À côté des écrivains engagés, on retrouve des écrivains dont les préoccupations sont plus littéraires. Édouard Al-Kharrat (né en 1926) s'inspire des romanciers français contemporains pour décrire sa ville natale d'Alexandrie dans des œuvres où le style recherché, la psychologie et l'évocation des lieux priment sur l'intrigue ou les idées. Gamal Ghitany (né en 1945) renoue avec la tradition du roman de vaste envergure de Mahfouz, tout en incorporant des techniques d'écriture modernes, comme la multiplication des points de vue et l'introduction de fragments textuels. On retrouve également certains échos du réalisme magique latino-américain dans un roman comme La mystérieuse affaire de l'impasse Zaafrâni (1976) où une anecdote non réaliste - un sort jeté sur l'ensemble des hommes d'une ruelle du Caire - permet de soulever le voile sur les relations intimes des habitants du quartier et leurs relations avec le pouvoir.

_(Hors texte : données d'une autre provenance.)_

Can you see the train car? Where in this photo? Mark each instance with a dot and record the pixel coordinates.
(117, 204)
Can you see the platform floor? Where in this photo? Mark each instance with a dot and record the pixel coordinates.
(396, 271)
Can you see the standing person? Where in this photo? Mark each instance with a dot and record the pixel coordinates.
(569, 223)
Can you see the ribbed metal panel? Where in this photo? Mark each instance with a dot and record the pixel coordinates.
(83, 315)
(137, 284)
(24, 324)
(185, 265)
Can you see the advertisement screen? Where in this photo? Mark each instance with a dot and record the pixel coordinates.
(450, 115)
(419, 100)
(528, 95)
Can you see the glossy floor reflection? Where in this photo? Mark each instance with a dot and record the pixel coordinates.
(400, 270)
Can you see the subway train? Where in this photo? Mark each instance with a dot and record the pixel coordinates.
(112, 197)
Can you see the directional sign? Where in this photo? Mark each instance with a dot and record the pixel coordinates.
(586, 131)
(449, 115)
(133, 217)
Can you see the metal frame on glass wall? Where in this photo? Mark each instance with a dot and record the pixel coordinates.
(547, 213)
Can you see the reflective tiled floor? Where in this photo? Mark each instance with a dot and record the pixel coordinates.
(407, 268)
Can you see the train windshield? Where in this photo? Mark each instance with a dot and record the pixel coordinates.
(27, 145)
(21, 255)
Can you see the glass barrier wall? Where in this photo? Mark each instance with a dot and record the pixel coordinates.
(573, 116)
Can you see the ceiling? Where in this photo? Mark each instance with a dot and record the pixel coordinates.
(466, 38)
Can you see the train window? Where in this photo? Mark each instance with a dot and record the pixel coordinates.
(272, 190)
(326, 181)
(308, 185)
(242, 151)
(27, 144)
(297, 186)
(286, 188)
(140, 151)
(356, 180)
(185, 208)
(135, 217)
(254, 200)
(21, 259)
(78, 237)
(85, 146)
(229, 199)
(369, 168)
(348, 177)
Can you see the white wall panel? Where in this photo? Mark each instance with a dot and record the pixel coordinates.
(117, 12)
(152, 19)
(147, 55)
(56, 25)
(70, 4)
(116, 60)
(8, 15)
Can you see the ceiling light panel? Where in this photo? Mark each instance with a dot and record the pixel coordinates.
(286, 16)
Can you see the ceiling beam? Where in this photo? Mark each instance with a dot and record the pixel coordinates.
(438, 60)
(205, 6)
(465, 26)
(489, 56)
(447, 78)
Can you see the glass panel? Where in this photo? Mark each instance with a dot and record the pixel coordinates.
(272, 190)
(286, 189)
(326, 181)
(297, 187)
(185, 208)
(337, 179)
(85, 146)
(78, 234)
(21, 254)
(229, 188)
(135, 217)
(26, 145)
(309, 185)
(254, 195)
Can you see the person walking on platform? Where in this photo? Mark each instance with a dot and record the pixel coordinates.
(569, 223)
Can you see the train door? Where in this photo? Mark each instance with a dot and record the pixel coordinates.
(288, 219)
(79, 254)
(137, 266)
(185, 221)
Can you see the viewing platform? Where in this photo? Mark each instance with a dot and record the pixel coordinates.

Cette veine se poursuit à l'heure actuelle avec Alaa al-Aswany (né en 1957) dont le roman L'Immeuble Yacoubian (2002) s'impose déjà comme le premier classique du XXIe siècle égyptien, décrivant l'enchevêtrement humain du Caire, mais abordant également des thèmes nouveaux comme l'homosexualité et l'influence grandissante des islamistes sur la vie quotidienne.
Un des romanciers populaires est le médecin Ahmed Khaled Tawfik (1962-2018)[1], médecin, poète, traducteur, auteur prolifique (500 romans brefs, dont d'horreur, de science-fiction, de thriller médical...), dont Utopia (2008).
L'Égypte a longtemps été une terre cosmopolite, en particulier la ville d'Alexandrie dont la population était d'origines multiples. De nombreux écrivains majeurs ont ainsi adopté des langues autres que l'arabe pour leurs œuvres, qui font néanmoins partie du corpus littéraire égyptien. On peut citer, entre autres, Edmond Jabès (1912-1991), Albert Cossery (1913-2008) et Andrée Chedid (1920-2011) en français, Stratis Tsirkas (1911-1980) et Constantin Cavafy (1863-1933) en grec, et Ahdaf Soueif (1950-), ou Anne-Marie Drosso (1951-), en anglais. De plus, de nombreux écrivains expatriés ont fait de l'Égypte le site de leurs écrits, le plus célèbre étant l'anglais Lawrence Durrell (1912-1990), auteur du Quatuor d'Alexandrie.